Dazu muss man wissen, dass sich die Briten als Ex-Weltmacht nicht nur im Fußball mit Minderwertigkeitskomplexen plagen. Auch bei anderen Großprojekten misstrauen sie sich – aus Erfahrung. Länger als ein Jahrzehnt zum Beispiel bauten sie an einer neuen British Library – und am Ende waren die Fußböden zu schwach, um die Bücher zu tragen. Aber jetzt haben sie eine Industriebrache in einen Olympischen Park verwandelt, in dem es wirklich grünt und blüht wie auf einer Alpenwiese. „Britain can deliver!“, rief Cameron, wir Briten bringen das! Und dann lieferte er eine Lektion in pep talk, von der sich Angela Merkel einen Mitschnitt besorgen sollte: Weltklasse-Veranstaltung, mit der wir nicht nur eine Stadt erneuern, sondern die Ambitionen eines ganzen Landes, einer ganzen Generation! Für die Sicherheit der Spiele übernahm er auch noch gleich persönlich die Verantwortung, was ihm mit der „finest army in the world“ im Rücken offenbar nicht schwerfiel.

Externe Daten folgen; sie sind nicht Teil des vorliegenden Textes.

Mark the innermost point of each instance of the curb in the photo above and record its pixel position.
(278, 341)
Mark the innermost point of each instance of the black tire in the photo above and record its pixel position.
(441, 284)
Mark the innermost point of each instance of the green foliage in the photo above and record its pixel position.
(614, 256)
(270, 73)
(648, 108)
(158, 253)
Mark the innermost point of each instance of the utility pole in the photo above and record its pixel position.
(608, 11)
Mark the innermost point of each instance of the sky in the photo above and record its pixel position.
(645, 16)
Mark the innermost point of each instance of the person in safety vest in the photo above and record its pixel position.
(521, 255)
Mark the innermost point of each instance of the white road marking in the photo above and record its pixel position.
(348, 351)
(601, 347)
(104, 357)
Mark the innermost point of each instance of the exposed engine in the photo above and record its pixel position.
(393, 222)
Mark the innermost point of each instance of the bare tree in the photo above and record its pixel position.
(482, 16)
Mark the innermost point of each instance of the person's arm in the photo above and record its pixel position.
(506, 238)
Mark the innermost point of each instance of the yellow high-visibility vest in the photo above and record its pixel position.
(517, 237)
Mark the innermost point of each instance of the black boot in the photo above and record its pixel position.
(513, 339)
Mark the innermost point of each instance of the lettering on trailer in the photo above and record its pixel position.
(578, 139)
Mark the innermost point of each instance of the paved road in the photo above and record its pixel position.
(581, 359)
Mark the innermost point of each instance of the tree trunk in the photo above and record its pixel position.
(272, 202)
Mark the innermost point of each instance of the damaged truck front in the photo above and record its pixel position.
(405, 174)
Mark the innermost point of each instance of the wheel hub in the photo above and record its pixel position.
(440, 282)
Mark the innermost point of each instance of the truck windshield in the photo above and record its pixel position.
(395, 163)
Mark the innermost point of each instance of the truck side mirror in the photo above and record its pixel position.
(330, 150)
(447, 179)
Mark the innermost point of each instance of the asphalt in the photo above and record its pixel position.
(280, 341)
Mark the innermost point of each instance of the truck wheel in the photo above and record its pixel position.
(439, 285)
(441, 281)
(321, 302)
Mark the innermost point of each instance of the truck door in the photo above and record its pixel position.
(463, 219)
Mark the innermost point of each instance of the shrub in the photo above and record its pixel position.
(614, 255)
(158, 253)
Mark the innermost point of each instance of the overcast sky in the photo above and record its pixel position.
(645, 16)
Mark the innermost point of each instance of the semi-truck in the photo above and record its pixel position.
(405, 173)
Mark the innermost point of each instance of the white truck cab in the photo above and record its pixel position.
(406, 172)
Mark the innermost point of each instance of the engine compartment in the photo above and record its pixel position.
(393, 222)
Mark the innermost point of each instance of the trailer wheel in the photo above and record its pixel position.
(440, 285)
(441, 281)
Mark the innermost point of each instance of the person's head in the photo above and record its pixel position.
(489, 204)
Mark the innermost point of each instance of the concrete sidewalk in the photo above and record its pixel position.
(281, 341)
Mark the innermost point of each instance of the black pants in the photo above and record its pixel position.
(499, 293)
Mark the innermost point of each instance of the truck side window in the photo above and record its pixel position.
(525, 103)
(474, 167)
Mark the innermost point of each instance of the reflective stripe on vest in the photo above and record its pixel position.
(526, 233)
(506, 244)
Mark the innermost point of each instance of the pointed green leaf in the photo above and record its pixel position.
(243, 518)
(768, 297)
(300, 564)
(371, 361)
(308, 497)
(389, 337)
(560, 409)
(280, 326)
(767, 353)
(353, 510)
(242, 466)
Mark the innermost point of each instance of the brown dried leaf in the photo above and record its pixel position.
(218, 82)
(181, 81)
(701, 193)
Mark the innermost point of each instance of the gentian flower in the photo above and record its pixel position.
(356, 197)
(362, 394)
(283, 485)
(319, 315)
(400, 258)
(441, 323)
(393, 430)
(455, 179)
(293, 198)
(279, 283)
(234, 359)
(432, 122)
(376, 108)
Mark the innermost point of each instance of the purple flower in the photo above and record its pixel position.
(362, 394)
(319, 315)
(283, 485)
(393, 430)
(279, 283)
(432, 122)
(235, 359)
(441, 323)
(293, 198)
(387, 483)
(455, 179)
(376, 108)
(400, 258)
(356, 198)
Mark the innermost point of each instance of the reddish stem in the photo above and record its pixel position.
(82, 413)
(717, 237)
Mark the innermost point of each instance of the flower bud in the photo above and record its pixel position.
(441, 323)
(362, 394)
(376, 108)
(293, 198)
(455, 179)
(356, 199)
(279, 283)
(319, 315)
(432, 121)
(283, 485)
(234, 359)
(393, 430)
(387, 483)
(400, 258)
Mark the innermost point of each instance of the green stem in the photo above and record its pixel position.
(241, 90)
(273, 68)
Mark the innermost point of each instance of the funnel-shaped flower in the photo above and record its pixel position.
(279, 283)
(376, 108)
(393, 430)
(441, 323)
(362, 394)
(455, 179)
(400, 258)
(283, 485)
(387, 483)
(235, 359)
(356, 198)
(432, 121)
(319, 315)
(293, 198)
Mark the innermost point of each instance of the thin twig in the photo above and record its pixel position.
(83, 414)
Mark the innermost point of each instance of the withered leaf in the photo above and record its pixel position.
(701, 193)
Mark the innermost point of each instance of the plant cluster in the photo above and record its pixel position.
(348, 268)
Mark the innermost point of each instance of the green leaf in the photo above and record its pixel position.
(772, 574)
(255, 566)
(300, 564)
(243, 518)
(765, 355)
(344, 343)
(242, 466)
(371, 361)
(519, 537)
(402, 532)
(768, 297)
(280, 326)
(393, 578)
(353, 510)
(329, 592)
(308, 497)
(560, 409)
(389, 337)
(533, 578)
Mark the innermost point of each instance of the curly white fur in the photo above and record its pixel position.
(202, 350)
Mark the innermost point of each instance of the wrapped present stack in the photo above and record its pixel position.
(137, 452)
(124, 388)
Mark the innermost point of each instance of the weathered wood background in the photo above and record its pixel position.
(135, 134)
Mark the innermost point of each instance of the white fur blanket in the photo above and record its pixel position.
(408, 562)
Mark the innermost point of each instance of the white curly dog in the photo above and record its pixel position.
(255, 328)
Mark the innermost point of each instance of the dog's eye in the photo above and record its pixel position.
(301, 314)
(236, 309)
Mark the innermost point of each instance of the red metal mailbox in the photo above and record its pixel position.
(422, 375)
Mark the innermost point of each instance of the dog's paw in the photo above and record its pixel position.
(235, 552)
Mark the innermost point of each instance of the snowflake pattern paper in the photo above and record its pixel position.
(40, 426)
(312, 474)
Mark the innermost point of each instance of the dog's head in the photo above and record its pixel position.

Nur bei einer Sache stahl sich der Premier aus der Verantwortung: die Eröffnungsfeier. Die Musik von den letzten Proben schwappte aus dem Stadiontopf hinter ihm herüber, als er zwar zugab, über den Ablauf und die großen Momente im Bilde zu sein. „Aber ich bin nicht der Regisseur und ich weiß gar nicht, wie Danny Boyle all die großartigen Momente der englischen Geschichte in ein paar Stunden unterbringen will.“

Foto: Christof Siemes

In jedem Fall werden auch bei der Eröffnungsfeier grüne Aspekte eine wichtige Rolle spielen. Während der ganzen Pressekonferenz wurden gleich nebenan unermüdlich echte Blumenteppiche gewässert, die offenbar im Stadion verlegt werden.

Mitten im Herzen einer von Verkehrskollaps und Finanzkrise gebeutelten Stadt wird morgen Abend das ländliche England gefeiert. Auch eine Menge echter Ähren, liebevoll von Hand einzeln in Styroporblöcke eingepflanzt, werden dabei eine wichtige Rolle spielen. Wir vor Ort konnten uns überzeugen: Die Briten sind zu allem bereit, da kann Romney sagen, was er will.